Murtala Muhammadu, 48, a local businessman in Tegina, a remote town in Niger State’s Rafi district, told CNN on Tuesday that his 5-year-old son and three daughters aged 6 and 7 were among the more than 150 schoolchildren kidnapped from an Islamic evening school by the armed assailants in Niger State.
“Four of my children — three girls and a boy — are now in captivity,” Muhammadu said.
According to state police officials, at least one person was killed during the raid, the latest in a string of school kidnappings in the country this year.
Kidnapping for ransom remains a major security challenge in Nigeria. Hundreds of students have been abducted in different incidents in the northern part of the country since December.
Scenes of chaos
Abubakar Alhassan, the school headteacher, described the scenes of chaos as the assailants burst into the school compound, which houses a nursery, primary and junior secondary school.
“It was before we started for the day and the gates were locked, so they got in through the window of the school.”

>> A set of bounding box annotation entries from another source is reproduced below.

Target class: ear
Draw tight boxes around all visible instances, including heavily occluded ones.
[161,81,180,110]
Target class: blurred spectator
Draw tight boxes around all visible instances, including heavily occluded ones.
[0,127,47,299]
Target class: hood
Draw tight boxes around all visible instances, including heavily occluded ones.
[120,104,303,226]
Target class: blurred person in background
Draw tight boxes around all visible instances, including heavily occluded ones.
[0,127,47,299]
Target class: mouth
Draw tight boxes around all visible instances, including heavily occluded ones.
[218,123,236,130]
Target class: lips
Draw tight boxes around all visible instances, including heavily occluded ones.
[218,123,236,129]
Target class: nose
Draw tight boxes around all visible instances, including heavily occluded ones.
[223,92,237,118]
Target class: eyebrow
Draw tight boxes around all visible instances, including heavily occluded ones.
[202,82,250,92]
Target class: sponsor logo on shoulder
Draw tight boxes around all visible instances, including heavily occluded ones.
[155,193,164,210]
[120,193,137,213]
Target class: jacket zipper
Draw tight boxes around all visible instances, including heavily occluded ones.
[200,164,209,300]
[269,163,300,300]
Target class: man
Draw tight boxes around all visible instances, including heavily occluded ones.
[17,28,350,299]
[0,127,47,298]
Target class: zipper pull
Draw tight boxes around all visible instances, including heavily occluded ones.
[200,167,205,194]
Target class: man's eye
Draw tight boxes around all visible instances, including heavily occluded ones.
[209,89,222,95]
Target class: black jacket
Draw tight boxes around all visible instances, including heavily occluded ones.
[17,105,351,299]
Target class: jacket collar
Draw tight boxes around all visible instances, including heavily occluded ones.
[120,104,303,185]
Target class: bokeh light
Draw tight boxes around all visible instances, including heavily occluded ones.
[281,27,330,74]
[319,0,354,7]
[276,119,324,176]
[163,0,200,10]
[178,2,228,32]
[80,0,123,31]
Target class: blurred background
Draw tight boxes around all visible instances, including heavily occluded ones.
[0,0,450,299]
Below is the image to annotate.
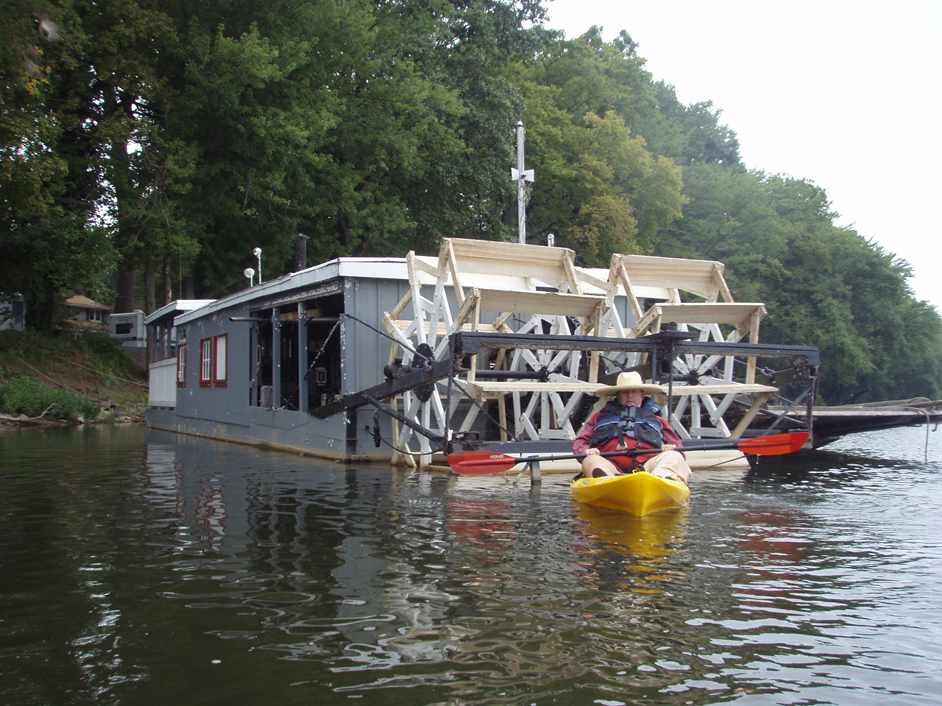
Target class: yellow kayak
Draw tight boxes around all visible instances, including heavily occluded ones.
[569,471,690,517]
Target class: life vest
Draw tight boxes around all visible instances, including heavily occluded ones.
[591,397,664,449]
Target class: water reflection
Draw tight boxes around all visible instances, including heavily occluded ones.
[0,424,942,704]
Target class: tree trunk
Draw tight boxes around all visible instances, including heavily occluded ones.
[103,86,137,312]
[159,257,173,306]
[114,266,137,313]
[144,258,157,314]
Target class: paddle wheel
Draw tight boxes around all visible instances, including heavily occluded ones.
[384,238,625,466]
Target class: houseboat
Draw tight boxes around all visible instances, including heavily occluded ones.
[145,238,818,471]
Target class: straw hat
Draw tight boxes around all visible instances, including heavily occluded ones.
[595,370,667,399]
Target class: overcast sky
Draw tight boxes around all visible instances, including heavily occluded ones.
[548,0,942,312]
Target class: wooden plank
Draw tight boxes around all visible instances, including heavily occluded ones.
[673,382,778,397]
[467,289,481,382]
[479,289,604,318]
[613,256,642,321]
[619,255,723,298]
[563,253,582,294]
[746,309,765,384]
[465,380,602,395]
[651,302,766,328]
[713,262,733,302]
[442,238,464,306]
[452,289,483,331]
[389,289,412,319]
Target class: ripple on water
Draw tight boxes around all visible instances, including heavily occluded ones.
[0,430,942,704]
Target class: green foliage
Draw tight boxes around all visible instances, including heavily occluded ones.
[0,0,942,401]
[668,165,942,403]
[0,376,98,420]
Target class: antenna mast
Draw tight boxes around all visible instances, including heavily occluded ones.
[510,120,535,243]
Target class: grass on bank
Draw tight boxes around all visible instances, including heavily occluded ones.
[0,331,147,420]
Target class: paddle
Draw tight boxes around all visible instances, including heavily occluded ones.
[448,431,810,476]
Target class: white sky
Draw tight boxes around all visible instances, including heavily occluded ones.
[548,0,942,312]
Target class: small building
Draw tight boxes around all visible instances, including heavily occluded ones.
[62,294,111,332]
[106,309,147,350]
[0,292,26,331]
[143,299,214,410]
[146,257,644,461]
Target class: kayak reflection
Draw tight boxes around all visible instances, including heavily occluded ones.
[576,505,688,593]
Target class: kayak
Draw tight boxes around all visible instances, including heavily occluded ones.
[569,471,690,517]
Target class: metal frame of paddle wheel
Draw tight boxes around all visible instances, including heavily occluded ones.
[312,331,820,464]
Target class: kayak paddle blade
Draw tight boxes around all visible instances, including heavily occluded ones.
[448,451,520,476]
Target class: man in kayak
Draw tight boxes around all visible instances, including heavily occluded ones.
[572,371,690,483]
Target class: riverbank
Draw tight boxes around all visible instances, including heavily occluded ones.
[0,331,147,427]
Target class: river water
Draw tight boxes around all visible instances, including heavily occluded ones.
[0,428,942,706]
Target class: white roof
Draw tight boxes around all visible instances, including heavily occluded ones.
[144,299,216,325]
[170,257,656,326]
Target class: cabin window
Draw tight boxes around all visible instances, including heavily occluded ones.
[177,343,186,387]
[200,338,213,387]
[213,334,229,387]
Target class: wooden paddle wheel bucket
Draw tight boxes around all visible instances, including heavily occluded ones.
[384,238,776,467]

They later broke the gate and stormed the school causing panic as terrified children locked themselves in rooms, while others fled, Alhassan said.
“Some children ran and locked themselves inside some of the offices but still the bandits took away more than 150 out of 303 pupils,” he added.
Alhassan’s two children, aged 6 and 10, were also among those taken as well as one male and two female teachers, he said.
He added that more than 100 of his pupils in captivity are aged between 4 and 5 years old. The institution is an Islamic school called an Islamiyya, for boys’ and girls’ schooling in the evenings and learning basic religious teachings.
A warning of the attack
Muhammadu told CNN that news about an impending attack on Tegina by armed men had been circulating before the raid.
“I was standing in front of my house when someone told me that there’s a rumor going around that bandits … are likely planning to attack our community. We were advised to properly watch over our respective families,” Muhammadu said.
Muhammadu described the moment the attackers stormed Tegina on Sunday afternoon and opened fire at random.
“Suddenly we saw them coming into our community. They passed in front of my house at around 3:30 p.m. without saying a word to anyone … and proceeded to a fuel station. Then they started shooting,” he added.
The father’s worst fears were confirmed when he received a call informing him that only four of his eight children had returned home from school.
A spokeswoman for Niger State Government, Mary Noel-Berje, told CNN on Monday that at least 11 of the children abducted during the raid were later freed, because of their age.
“Eleven children were released because of their tenderness … the very little ones that couldn’t go through the bush path, the kidnappers’ escape route, were released,” Noel-Berje said.
Niger State Deputy Governor, Ahmed Mohammed Ketso, told a news conference Monday that the government had made contact with some parents of the identified kidnapped children to assure them of their safe return.
“We don’t pay ransom to abductors. We are trying to negotiate to see how we can bring them back safely,” Ketso added.